Sunday, July 1, 2007

A few days in history

Well there has been a lot happening over hare lately, a new prime minister, 2 car bombs and one aimed at an airport. Then there is the job offer I have to consider and the good news that i got my visa and can stay for another two years of dreary rain.

Summer this year hasn't materialised yet, it has been a month of rain, whereas this time last year I arrived into a heatwave of terrible sweltering conditions. But I am confident summer is on its way! Seriously, I am!

So I have been offered my contract position as a permanent job. This does of course mean a pay cut, but then there are benefits as well. It is conditional on me getting my visa, and on us agreeing to a pay level. Fortunately I have received my visa, miraculously, after it survived the flooding in Sheffield affecting the Home Office, the Royal Mail office getting flooded, and finally the Postal Strike on Friday. Turns out it was delivered on Friday anyway, despite the postal strike. But the home office did have the good grace to tell me over the phone (with a bit of pushing), that I was successful, literally just in time for work to offer me the full time job.

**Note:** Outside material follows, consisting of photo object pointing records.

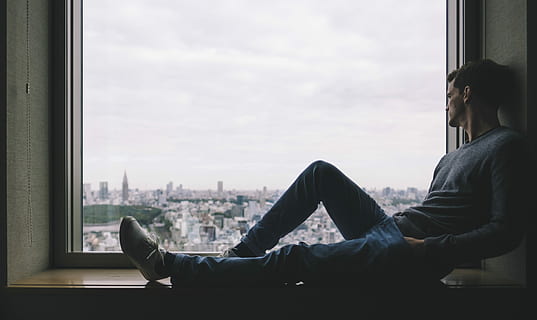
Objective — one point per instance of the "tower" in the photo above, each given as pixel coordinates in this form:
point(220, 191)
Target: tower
point(220, 187)
point(125, 189)
point(103, 190)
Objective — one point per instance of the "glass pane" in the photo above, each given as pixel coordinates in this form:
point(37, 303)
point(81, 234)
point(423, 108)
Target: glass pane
point(197, 115)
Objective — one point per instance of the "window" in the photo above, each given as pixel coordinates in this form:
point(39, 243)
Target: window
point(195, 116)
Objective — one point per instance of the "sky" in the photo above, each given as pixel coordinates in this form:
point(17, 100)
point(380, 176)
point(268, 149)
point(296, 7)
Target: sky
point(251, 92)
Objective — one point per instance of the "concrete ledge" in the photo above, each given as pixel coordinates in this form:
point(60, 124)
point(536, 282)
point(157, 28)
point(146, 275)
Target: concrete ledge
point(131, 278)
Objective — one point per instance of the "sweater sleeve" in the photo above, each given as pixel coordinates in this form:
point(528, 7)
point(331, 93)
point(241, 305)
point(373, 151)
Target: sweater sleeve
point(509, 205)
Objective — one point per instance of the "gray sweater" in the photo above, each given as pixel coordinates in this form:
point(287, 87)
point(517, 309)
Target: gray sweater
point(477, 202)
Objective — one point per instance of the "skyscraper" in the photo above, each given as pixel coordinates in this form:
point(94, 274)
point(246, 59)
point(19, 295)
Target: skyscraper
point(103, 190)
point(125, 190)
point(220, 186)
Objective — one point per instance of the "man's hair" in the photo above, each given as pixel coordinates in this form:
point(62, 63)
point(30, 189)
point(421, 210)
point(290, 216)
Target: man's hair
point(491, 82)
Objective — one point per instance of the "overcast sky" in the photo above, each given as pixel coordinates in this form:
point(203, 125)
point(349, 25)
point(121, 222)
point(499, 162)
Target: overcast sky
point(251, 92)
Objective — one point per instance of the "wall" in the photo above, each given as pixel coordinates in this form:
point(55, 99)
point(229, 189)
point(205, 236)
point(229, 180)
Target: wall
point(28, 238)
point(505, 40)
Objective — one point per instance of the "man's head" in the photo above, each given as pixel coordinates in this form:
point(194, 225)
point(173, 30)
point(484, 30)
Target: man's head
point(481, 83)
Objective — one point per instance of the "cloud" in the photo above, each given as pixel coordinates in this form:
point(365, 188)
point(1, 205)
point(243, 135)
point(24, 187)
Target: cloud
point(192, 91)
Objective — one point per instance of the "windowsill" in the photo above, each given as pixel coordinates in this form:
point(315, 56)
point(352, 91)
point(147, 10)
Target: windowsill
point(132, 279)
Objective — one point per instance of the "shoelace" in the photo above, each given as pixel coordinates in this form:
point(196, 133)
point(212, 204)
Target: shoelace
point(154, 244)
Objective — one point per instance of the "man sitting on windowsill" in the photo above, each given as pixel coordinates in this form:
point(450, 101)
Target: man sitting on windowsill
point(475, 208)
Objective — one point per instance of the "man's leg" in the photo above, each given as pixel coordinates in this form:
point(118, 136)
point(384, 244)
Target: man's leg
point(351, 209)
point(381, 254)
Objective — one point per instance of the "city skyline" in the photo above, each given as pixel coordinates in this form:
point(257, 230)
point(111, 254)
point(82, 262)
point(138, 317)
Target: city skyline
point(219, 187)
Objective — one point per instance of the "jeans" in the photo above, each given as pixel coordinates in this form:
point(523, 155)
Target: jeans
point(374, 247)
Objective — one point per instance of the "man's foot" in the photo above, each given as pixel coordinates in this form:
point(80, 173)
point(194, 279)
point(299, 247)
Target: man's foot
point(228, 253)
point(240, 250)
point(141, 248)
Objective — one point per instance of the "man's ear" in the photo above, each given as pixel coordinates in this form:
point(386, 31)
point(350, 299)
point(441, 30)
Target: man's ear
point(467, 94)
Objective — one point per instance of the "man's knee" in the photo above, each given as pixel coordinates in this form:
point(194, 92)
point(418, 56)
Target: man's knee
point(323, 167)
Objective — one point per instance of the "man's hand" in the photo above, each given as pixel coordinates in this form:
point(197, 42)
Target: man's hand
point(418, 245)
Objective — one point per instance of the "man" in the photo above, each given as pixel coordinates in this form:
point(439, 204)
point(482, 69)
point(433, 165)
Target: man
point(475, 209)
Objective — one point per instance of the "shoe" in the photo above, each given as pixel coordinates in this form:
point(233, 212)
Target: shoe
point(228, 253)
point(141, 248)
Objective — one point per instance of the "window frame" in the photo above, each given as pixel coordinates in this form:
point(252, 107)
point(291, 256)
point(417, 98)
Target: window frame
point(462, 44)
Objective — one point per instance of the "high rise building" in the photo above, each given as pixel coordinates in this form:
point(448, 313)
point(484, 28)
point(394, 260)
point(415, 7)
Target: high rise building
point(125, 189)
point(169, 188)
point(87, 194)
point(220, 188)
point(103, 190)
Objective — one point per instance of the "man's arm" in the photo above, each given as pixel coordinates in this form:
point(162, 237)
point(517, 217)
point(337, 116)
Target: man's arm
point(509, 207)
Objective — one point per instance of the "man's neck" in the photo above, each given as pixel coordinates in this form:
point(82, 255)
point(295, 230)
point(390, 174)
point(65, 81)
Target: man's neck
point(478, 125)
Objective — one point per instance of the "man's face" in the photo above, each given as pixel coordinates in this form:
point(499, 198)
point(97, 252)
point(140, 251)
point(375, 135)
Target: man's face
point(455, 106)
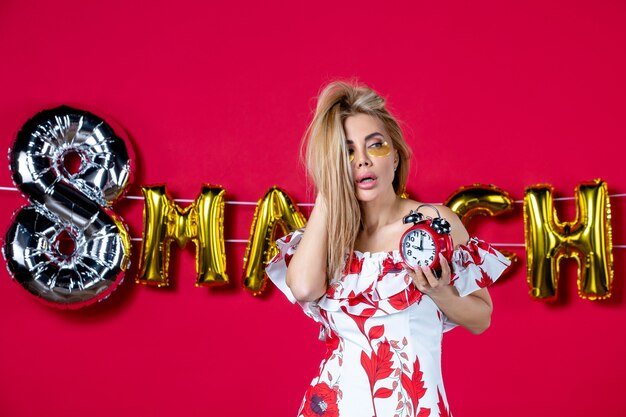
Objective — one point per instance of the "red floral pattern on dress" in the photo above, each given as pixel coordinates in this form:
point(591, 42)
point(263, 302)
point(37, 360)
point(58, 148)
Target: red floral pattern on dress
point(379, 331)
point(320, 400)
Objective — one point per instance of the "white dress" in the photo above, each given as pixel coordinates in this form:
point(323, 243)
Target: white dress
point(383, 335)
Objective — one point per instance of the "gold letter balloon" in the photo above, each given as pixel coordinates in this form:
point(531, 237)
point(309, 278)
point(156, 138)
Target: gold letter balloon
point(475, 199)
point(164, 222)
point(587, 239)
point(483, 199)
point(275, 209)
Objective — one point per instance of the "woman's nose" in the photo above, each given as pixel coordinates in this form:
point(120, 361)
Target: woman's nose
point(362, 159)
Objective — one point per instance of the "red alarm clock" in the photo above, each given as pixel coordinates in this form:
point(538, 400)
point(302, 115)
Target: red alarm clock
point(422, 243)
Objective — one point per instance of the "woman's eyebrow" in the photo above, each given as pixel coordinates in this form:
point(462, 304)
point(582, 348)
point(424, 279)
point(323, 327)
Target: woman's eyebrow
point(371, 135)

So anyway, that just boring personal stuff about my future... More importantly, 2 car bombs were found in the West End, firstly on Haymarket, just a couple of hundred meters up the road from New Zealand House (i.e. the NZ Embassy), and secondly, a few blocks further south towards Whitehall. Plus there was the jeep driven into the airport at Glasgow. It strange, since this is the first time something like this has happened in London since I have been here, though it is a bit of an anticlimax in a sense because (fortunately) no one was hurt and half the perps have been caught already. But the terror threat remains "critical", meaning an attack is imminent. Not that they really know, but its probably a fair call. But life goes on - nobody is doing much of anything different, though maybe the west end was a little quieter last night. If anything, it could just as much be the rain that kept people away.

Living where I do, on a busy street with various "western" fast food outlets at my doorstep, I am half waiting for something to happen and find myself coming home to my room being blown away. OK, very unlikely I know, but more plausible that it could happen to me rather than someone else not on such a busy street. Perhaps the multiculturalism of the immediate area will stop it from being a target though? But I guess bombs and bombers don't discriminate when it comes down to it.

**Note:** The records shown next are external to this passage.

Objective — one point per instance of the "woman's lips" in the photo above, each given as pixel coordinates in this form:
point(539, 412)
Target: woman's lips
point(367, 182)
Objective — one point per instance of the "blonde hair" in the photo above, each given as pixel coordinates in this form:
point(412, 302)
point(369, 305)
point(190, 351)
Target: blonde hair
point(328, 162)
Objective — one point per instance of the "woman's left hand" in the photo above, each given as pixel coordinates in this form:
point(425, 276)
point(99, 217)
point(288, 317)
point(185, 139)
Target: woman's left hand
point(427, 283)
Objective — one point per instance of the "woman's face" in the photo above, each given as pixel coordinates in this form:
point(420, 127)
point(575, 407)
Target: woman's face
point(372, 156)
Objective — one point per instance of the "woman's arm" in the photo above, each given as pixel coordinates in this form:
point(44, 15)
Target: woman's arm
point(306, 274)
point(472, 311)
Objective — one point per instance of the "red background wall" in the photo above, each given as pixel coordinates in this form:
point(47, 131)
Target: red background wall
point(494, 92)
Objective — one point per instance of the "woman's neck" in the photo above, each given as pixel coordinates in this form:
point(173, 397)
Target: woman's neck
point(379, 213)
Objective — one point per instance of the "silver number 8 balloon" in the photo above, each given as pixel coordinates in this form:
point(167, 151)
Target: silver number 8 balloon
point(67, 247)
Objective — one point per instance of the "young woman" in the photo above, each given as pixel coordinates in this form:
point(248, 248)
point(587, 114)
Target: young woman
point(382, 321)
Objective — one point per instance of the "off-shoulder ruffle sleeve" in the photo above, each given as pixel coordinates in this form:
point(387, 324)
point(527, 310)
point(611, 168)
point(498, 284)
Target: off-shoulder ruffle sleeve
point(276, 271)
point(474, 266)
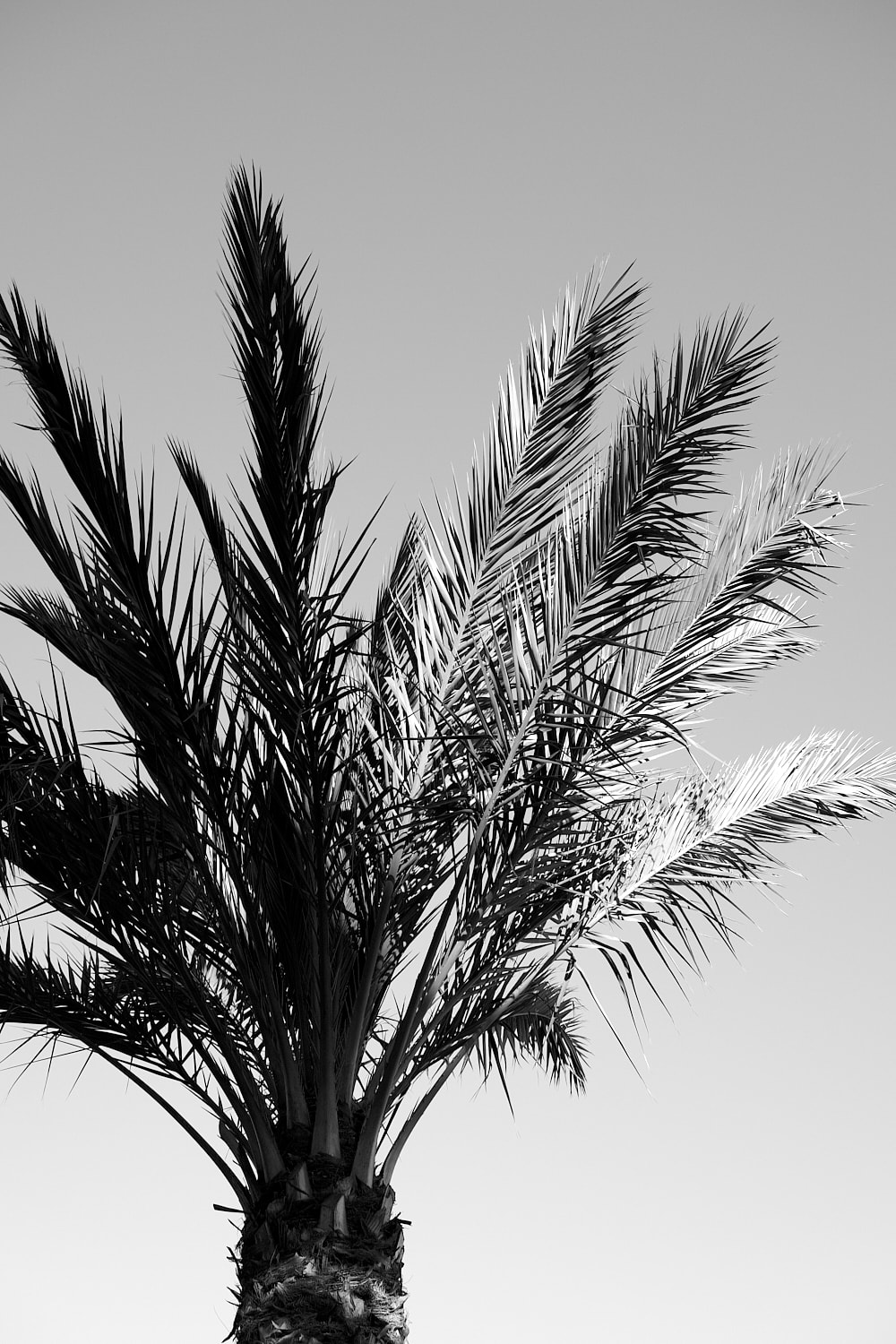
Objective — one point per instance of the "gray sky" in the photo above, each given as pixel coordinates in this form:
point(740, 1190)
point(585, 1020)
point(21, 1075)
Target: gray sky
point(450, 168)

The fact is my "moments of danger" this week were the fight on the platform at Moorgate where one guy was threatening to throw another on tracks (after the other declined to "take it outside"), and then the P-high Brazilian on the tube who couldn't stop fidgeting, sweating and generally looking like he was about to completely go nuts!

I thought I might have something intelligent or all encompassing to say about these terrible events, but alas I do not. Its just as simple as get on with it, your more likely to be stabbed by a hoodie than bombed by an equally disaffected immigrant.